Corneille s'est flatté d'avoir remis la comédie à l'honneur avec Mélite : ce n'est pas forfanterie. Il apportait un comique neuf : ses personnages, évoluant dans des décors parisiens familiers, sont de condition moyenne (parfois élevée, dans cette variante qu'est la comédie héroïque Don Sanche d'Aragon, 1650 ; Pulchérie, 1672) ; peu de ces bouffons stéréotypés qui assuraient auparavant l'essentiel des effets, car le ton est enjoué, les propos sont ceux des « honnêtes gens », et le comique est surtout celui du sourire ; l'intrigue s'organise autour d'une chaîne d'amours contrariées (sous l'influence de la pastorale) par les familles, par des malentendus, ou, enfin, par les hésitations et les contradictions sentimentales des héros eux-mêmes (le Menteur, 1643). Le souci de vérité se marque, outre le choix des décors, par le soin avec lequel Corneille précise les situations sociales et leurs conséquences : les mariages sont des affaires d'argent, et les sentiments en pâtissent, produisant un pathétique voilé.

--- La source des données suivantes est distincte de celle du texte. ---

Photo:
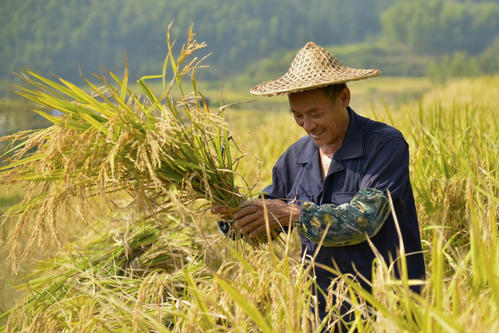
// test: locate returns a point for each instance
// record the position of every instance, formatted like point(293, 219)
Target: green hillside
point(401, 37)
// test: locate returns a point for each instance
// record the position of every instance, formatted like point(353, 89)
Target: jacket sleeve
point(346, 224)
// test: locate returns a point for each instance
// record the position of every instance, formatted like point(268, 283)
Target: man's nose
point(308, 125)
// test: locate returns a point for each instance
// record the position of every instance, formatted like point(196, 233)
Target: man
point(332, 184)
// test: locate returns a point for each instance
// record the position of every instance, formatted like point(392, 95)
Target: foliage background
point(59, 35)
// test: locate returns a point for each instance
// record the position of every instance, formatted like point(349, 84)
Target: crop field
point(133, 261)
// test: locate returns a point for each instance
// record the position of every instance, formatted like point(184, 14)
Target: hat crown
point(312, 60)
point(312, 67)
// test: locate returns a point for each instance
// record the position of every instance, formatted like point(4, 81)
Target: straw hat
point(313, 67)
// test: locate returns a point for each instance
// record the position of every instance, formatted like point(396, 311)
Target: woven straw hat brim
point(313, 67)
point(283, 86)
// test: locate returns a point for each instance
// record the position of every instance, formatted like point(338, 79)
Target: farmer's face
point(324, 121)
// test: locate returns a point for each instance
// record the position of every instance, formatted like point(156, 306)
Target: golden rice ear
point(313, 67)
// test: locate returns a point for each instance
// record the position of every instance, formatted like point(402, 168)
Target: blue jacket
point(373, 155)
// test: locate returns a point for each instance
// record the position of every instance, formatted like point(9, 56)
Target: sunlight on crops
point(175, 272)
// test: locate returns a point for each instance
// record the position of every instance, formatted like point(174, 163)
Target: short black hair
point(332, 91)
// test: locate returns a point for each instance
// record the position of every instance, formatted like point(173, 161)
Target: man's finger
point(243, 212)
point(247, 219)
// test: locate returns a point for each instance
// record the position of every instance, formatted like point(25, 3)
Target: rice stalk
point(109, 139)
point(130, 278)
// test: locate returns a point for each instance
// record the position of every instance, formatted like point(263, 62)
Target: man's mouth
point(316, 135)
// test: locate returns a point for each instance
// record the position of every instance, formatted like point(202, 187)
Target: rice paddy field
point(145, 254)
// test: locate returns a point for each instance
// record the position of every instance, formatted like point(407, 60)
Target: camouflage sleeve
point(346, 224)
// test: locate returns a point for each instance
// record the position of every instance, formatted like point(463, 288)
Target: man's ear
point(344, 97)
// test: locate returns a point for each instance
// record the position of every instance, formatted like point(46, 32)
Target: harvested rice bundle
point(110, 139)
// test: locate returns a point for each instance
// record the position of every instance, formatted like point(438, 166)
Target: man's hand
point(250, 219)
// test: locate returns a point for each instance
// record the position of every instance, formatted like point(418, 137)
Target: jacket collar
point(352, 146)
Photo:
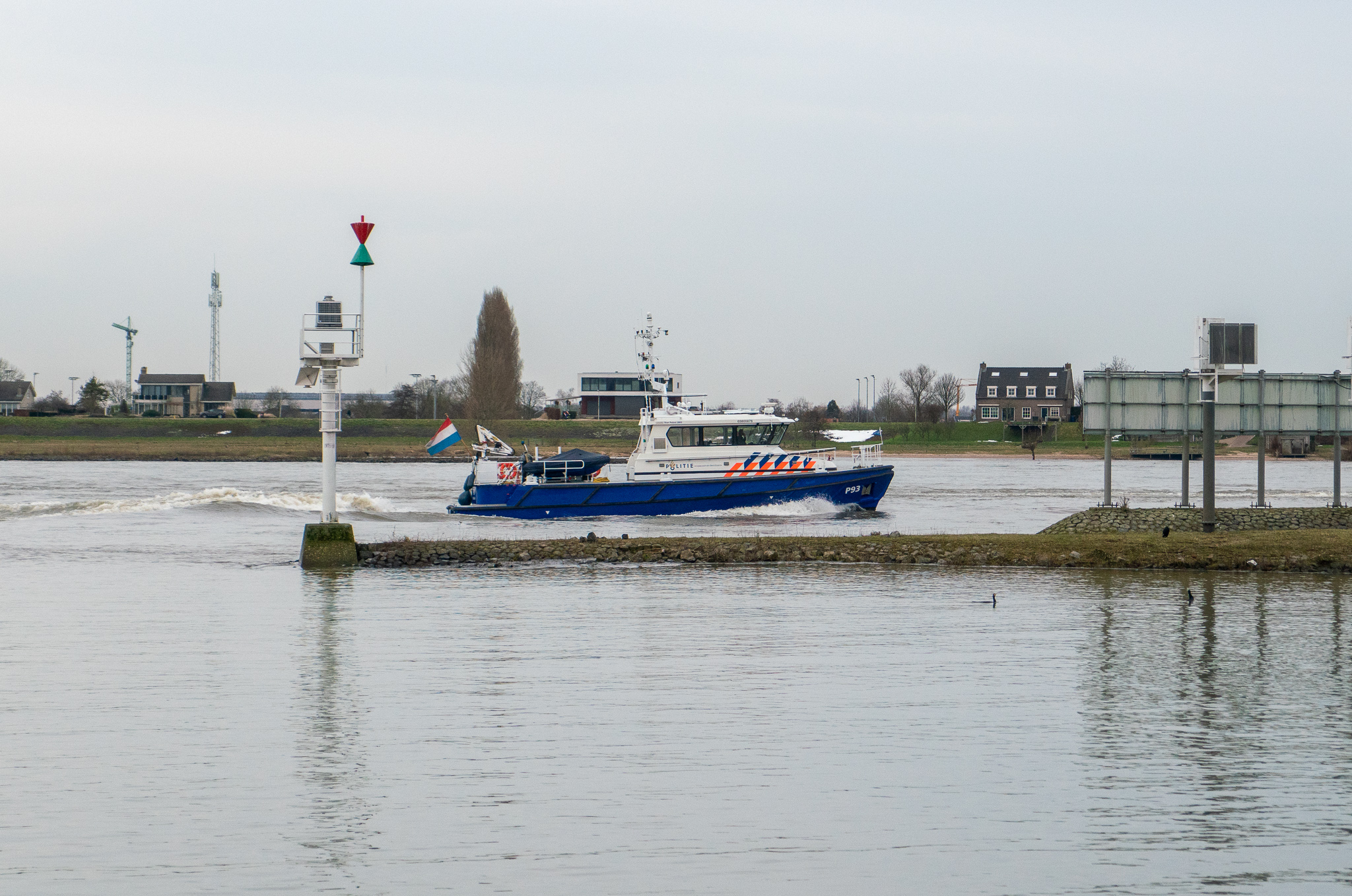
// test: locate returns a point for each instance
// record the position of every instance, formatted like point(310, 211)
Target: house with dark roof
point(1024, 397)
point(15, 395)
point(183, 395)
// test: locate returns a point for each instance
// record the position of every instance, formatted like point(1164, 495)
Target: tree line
point(487, 387)
point(918, 395)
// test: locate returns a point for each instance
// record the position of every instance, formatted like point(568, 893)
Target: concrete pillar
point(1188, 459)
point(1207, 460)
point(1262, 500)
point(330, 424)
point(1108, 441)
point(1108, 468)
point(1186, 443)
point(1337, 439)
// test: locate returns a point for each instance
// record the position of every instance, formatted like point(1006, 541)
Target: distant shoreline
point(168, 457)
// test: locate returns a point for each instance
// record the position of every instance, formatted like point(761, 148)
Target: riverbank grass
point(1322, 550)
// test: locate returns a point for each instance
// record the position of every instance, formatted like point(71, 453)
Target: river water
point(186, 711)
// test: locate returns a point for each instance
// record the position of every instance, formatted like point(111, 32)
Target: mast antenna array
point(130, 334)
point(214, 352)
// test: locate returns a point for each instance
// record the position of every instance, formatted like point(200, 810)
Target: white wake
point(207, 496)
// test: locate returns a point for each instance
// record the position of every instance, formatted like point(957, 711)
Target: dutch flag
point(446, 435)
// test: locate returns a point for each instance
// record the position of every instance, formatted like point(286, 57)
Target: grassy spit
point(298, 439)
point(1310, 550)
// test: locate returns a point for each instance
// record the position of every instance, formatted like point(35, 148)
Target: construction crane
point(214, 353)
point(130, 333)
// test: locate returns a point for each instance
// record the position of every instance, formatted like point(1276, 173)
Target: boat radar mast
point(645, 342)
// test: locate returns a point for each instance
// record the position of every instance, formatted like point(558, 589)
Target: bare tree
point(403, 402)
point(948, 393)
point(364, 406)
point(54, 400)
point(530, 400)
point(275, 400)
point(118, 391)
point(918, 383)
point(890, 406)
point(94, 395)
point(494, 361)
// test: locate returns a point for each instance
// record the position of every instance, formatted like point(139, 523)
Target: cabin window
point(613, 384)
point(718, 435)
point(683, 435)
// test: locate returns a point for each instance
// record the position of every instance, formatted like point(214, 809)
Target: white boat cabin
point(677, 443)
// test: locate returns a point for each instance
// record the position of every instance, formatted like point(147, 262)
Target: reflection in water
point(1185, 709)
point(333, 764)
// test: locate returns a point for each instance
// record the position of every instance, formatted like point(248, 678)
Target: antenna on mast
point(214, 352)
point(645, 348)
point(130, 334)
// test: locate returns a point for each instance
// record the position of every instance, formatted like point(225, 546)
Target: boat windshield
point(720, 435)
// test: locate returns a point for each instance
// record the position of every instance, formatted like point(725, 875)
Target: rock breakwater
point(1189, 519)
point(1300, 550)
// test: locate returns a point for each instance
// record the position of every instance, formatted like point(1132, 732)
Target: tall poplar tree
point(492, 361)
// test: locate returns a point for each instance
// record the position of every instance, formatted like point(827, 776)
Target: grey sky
point(801, 193)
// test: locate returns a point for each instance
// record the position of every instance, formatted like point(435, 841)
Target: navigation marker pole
point(329, 341)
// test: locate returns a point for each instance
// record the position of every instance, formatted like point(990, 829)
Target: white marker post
point(330, 341)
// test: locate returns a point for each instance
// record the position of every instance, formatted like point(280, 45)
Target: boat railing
point(867, 455)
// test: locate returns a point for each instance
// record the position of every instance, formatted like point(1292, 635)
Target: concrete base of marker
point(327, 545)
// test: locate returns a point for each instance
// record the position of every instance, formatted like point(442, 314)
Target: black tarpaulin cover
point(575, 461)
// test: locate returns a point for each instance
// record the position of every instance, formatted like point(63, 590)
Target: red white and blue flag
point(446, 435)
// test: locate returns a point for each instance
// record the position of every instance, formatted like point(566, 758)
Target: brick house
point(183, 395)
point(1024, 397)
point(17, 397)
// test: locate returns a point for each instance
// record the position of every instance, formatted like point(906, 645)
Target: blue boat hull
point(863, 487)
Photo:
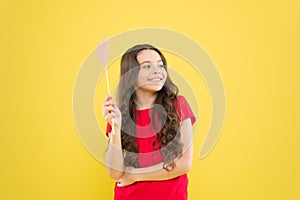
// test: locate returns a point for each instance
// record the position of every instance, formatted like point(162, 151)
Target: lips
point(155, 79)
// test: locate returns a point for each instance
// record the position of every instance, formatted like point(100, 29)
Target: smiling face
point(152, 74)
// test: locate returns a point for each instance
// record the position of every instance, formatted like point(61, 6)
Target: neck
point(144, 99)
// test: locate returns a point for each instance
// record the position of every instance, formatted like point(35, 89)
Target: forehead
point(148, 55)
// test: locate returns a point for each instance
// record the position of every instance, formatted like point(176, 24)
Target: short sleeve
point(108, 129)
point(184, 110)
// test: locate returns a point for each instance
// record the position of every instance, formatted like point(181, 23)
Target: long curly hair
point(168, 138)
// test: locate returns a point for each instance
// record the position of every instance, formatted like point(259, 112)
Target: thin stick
point(102, 51)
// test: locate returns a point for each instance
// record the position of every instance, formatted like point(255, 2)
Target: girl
point(150, 148)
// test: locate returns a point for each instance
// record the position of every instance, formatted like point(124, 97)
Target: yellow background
point(253, 43)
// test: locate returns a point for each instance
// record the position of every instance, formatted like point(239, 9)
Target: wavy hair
point(168, 138)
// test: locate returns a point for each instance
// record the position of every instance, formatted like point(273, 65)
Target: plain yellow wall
point(254, 45)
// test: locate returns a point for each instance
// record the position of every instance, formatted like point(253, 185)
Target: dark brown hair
point(169, 136)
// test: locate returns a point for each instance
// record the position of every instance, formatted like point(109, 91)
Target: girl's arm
point(114, 157)
point(183, 164)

Mais il faut prendre grande précaution pour employer à son propos la notion de réalisme : au-delà des décors pittoresques, ce que l'on peut nommer réalisme n'est pas la peinture fidèle de réalités observées, mais l'art de mettre en jeu sans concession des conflits essentiels qui s'imposent aux hommes de son temps. Corneille illustra par ailleurs l'illusion de réalité qui constitue l'essence du théâtre dans l'Illusion comique (c'est-à-dire théâtrale) (1636), « pot-pourri » qui emprunte au théâtre espagnol, à la farce médiévale, à la commedia dell'arte, « parade » de l'esthétique dramatique de l'époque et réflexion sur la catharsis, extraordinaire mise en abyme des jeux du réel et de la fiction.

Le tragique cornélien

Corneille reprend le principe de la catharsis, comprise comme la présentation sur scène de passions violentes de façon à en « purger » le cœur et l'esprit des spectateurs. Selon Aristote, elle repose sur deux sentiments majeurs, la terreur et la pitié. Corneille y fait intervenir une force nouvelle : l'admiration. En corollaire, il apporte des correctifs à un autre principe clef de l'époque : la vraisemblance, qui oblige à ne présenter que des actions recevables par l'esprit du public. Il soutient pour sa part que « les grands sujets qui remuent fortement les passions, et en opposent l'impétuosité aux lois du devoir ou aux tendresses du sang, doivent toujours aller au-delà du vraisemblable » (Discours du poème dramatique). Il affirme donc les droits du vrai, tel au moins que le présente l'histoire, voire la légende, contre les bienséances : Chimène, « fille dénaturée » (les Sentiments de l'Académie sur le Cid, 1638), a beau choquer, elle est vraie, puisque la Chimène historique a réellement épousé le meurtrier de son père. Ainsi a-t-il mis sur scène l'infanticide de Médée (1635) ou les fureurs d'Attila.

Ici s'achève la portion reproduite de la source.